Bernard Hempseed’s interesting item on Famous Scullers Monuments (HTBS 22nd March) prompts me to send some pictures of a rowing monument that 120 million people will hear about today, Saturday 26th March, but which few will see. It is the ‘Mile Post’, a stone obelisk which is sited exactly one mile from the Oxford-Cambridge Boat Race start at Putney and which is the first official timing point in the race. The record time to here was set by Oxford in 1978 and repeated by Cambridge in 1993, 3 minutes and 31 seconds. The ‘Mile Post’ is more correctly called the Steve Fairbairn Memorial. A plaque below an oval profile of Fairbairn reads:
COMMEMORATES THE CENTENARY OF
FAMOUS OARSMAN AND COACH
FOUNDER OF THE HEAD OF THE RIVER RACE
ERECTED BY THE MEMBERS OF
JESUS COLLEGE CAMBRIDGE LEANDER CLUB
LONDON AND THAMES ROWING CLUBS
IT IS EXACTLY ONE MILE
FROM THE START OF THE
UNIVERSITY BOAT RACE COURSE
Steve Fairbairn (1862-1938) was an Australian who was responsible for popularising the ‘leg drive’ in British rowing.
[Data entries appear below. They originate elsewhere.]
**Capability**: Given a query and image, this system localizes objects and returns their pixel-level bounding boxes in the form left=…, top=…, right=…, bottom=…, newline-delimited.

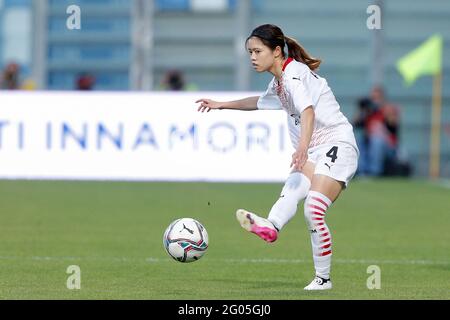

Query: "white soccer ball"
left=163, top=218, right=208, bottom=262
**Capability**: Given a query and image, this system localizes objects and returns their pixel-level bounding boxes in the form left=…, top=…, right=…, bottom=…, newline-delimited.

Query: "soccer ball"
left=163, top=218, right=208, bottom=262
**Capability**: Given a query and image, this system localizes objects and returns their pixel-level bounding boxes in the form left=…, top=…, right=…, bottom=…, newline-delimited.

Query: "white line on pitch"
left=0, top=256, right=450, bottom=265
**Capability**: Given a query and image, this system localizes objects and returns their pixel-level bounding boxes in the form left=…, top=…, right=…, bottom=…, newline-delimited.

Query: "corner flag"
left=397, top=34, right=442, bottom=86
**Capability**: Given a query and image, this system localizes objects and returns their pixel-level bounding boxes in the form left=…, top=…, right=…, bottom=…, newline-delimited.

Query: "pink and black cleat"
left=236, top=209, right=278, bottom=242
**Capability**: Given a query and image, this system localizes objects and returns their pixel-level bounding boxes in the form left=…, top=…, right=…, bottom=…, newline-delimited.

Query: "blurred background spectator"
left=0, top=62, right=20, bottom=90
left=353, top=86, right=411, bottom=176
left=76, top=73, right=95, bottom=91
left=159, top=69, right=197, bottom=91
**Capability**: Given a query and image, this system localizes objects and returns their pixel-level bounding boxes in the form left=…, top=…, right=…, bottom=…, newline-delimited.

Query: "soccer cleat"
left=236, top=209, right=278, bottom=242
left=304, top=276, right=333, bottom=290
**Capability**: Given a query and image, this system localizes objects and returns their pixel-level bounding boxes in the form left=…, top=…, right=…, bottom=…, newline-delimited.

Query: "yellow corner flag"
left=397, top=34, right=442, bottom=86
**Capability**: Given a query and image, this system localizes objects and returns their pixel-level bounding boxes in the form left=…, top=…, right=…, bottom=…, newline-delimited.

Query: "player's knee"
left=281, top=172, right=311, bottom=202
left=303, top=195, right=315, bottom=229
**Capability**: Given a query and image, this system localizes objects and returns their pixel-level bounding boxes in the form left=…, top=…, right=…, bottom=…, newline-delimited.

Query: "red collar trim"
left=281, top=57, right=294, bottom=71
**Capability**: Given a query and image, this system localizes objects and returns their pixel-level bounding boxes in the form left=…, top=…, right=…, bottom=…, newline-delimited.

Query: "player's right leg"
left=236, top=162, right=314, bottom=242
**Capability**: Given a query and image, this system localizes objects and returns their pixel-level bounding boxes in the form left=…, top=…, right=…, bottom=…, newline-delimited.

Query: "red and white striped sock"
left=304, top=191, right=332, bottom=279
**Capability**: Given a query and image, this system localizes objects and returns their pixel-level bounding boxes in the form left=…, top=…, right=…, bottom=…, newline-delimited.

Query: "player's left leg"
left=236, top=162, right=314, bottom=242
left=304, top=143, right=358, bottom=290
left=304, top=175, right=344, bottom=290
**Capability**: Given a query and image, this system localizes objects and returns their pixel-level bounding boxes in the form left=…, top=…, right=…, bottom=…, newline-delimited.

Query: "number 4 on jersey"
left=326, top=146, right=337, bottom=163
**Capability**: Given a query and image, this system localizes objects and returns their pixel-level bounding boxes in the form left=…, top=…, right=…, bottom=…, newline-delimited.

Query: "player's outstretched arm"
left=195, top=96, right=259, bottom=112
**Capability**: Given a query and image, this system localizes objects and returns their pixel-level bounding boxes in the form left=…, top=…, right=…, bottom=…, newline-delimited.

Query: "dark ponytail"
left=284, top=36, right=322, bottom=71
left=246, top=24, right=322, bottom=71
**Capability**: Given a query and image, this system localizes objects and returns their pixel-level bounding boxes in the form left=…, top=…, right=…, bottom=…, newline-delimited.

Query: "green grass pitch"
left=0, top=180, right=450, bottom=300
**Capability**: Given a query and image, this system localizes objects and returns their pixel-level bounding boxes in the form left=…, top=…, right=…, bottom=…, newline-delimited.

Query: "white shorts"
left=308, top=142, right=358, bottom=186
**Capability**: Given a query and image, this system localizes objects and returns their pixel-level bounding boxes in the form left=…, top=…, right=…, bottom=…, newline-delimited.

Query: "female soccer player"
left=196, top=24, right=359, bottom=290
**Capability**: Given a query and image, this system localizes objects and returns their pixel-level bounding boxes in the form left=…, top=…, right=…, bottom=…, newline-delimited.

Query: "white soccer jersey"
left=258, top=58, right=358, bottom=150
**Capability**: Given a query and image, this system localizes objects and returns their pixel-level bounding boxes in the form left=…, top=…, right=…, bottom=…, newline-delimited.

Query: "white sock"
left=267, top=172, right=311, bottom=231
left=304, top=191, right=332, bottom=279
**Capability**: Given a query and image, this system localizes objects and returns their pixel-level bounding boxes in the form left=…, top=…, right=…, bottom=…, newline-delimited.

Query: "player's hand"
left=291, top=149, right=308, bottom=171
left=195, top=99, right=223, bottom=112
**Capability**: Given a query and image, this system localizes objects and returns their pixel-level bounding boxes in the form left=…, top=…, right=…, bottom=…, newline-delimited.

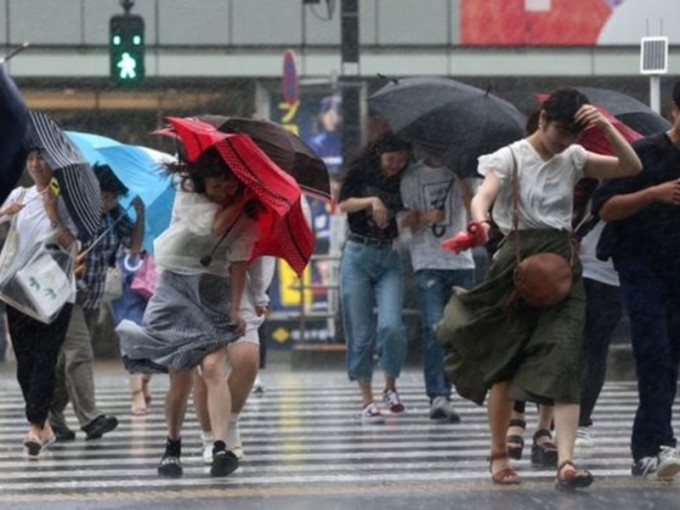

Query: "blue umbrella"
left=66, top=131, right=175, bottom=253
left=0, top=62, right=28, bottom=204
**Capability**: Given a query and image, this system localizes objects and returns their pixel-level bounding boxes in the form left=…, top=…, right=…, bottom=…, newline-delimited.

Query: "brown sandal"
left=555, top=460, right=593, bottom=490
left=486, top=452, right=522, bottom=485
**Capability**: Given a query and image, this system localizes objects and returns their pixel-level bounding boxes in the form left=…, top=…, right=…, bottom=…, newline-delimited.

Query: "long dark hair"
left=165, top=148, right=233, bottom=193
left=541, top=88, right=590, bottom=133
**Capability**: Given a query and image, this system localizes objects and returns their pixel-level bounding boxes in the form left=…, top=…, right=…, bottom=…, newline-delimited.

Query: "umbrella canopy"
left=24, top=111, right=101, bottom=241
left=168, top=117, right=314, bottom=275
left=156, top=115, right=331, bottom=200
left=0, top=62, right=28, bottom=204
left=368, top=77, right=526, bottom=177
left=66, top=131, right=175, bottom=253
left=575, top=87, right=671, bottom=136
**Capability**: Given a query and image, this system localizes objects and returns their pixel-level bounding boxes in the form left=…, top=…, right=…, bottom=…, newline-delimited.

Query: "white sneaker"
left=574, top=427, right=595, bottom=449
left=201, top=432, right=213, bottom=464
left=656, top=446, right=680, bottom=478
left=226, top=420, right=243, bottom=460
left=383, top=390, right=406, bottom=414
left=252, top=374, right=264, bottom=395
left=430, top=396, right=460, bottom=423
left=361, top=402, right=385, bottom=423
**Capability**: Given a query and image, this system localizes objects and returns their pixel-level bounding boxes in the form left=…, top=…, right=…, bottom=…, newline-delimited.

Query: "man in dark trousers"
left=593, top=82, right=680, bottom=478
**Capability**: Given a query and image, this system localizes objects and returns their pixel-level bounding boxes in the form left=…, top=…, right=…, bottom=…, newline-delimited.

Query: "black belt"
left=347, top=234, right=392, bottom=246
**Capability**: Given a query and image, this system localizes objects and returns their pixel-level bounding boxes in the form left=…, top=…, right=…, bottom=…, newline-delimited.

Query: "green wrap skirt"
left=437, top=230, right=586, bottom=405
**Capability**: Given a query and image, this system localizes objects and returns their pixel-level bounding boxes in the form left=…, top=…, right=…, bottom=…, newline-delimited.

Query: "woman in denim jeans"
left=339, top=134, right=411, bottom=421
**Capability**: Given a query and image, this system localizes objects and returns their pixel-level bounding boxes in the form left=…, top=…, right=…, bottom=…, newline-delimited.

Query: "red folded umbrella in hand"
left=441, top=221, right=489, bottom=254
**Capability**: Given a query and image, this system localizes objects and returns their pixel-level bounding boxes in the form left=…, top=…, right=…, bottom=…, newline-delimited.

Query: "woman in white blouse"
left=438, top=89, right=641, bottom=488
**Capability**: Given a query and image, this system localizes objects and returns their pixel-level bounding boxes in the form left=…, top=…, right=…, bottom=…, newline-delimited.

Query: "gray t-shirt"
left=401, top=161, right=475, bottom=271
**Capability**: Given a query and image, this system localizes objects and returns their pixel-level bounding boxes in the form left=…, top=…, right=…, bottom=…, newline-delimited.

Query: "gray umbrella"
left=24, top=111, right=101, bottom=241
left=368, top=77, right=526, bottom=177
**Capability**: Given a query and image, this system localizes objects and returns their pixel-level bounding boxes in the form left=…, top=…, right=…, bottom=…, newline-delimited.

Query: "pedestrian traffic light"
left=109, top=14, right=144, bottom=85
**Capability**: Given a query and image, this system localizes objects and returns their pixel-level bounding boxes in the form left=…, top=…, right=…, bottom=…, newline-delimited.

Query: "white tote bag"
left=14, top=251, right=71, bottom=321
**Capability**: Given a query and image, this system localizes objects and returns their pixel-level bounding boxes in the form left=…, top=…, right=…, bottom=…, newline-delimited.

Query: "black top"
left=593, top=133, right=680, bottom=267
left=340, top=151, right=404, bottom=241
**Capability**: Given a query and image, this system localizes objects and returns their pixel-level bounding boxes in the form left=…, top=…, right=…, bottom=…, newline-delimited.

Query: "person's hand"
left=371, top=197, right=388, bottom=228
left=229, top=311, right=246, bottom=336
left=0, top=202, right=24, bottom=216
left=422, top=209, right=444, bottom=225
left=42, top=184, right=61, bottom=223
left=651, top=179, right=680, bottom=205
left=441, top=221, right=491, bottom=254
left=574, top=104, right=611, bottom=129
left=400, top=209, right=420, bottom=230
left=130, top=196, right=145, bottom=216
left=73, top=251, right=87, bottom=276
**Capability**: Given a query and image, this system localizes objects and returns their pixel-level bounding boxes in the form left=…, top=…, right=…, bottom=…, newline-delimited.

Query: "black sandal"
left=531, top=429, right=557, bottom=467
left=505, top=419, right=527, bottom=460
left=555, top=460, right=593, bottom=490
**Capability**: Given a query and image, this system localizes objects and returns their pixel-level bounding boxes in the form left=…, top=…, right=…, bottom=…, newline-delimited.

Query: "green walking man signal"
left=109, top=14, right=144, bottom=85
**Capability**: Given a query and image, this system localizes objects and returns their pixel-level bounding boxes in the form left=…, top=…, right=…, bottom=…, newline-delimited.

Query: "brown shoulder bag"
left=510, top=149, right=574, bottom=308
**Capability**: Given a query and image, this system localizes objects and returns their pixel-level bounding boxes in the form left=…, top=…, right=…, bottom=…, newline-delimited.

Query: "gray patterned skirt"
left=116, top=271, right=238, bottom=373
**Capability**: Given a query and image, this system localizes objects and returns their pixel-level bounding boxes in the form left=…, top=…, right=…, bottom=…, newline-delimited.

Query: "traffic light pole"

Sliding seats had been around since the 1870s but traditional British conservatism meant that they were not used to their full advantage and for fifty years after their invention crews in the UK used the stiff ‘orthodox style’ developed for fixed seat rowing where the back does most of the work. ‘Steve’ was also a great believer in the benefits of rowing long distances and to encourage this he developed the idea of winter time trials, that is ‘head racing’. At the time his ideas produced fierce debate (some even holding the idea that ‘It is better to look good than to go fast’) and they were never fully accepted until after the 1939-1945 War.
The other official Boat Race timing points are Hammersmith Bridge (record 6:20, CUBC 1998), Chiswick Steps (record 9:56, CUBC 1998), Barnes Bridge (record 13:32, CUBC 1998) and the University Stone at the finish (record 16:19, CUBC 1998). I think that these records will be safe this year.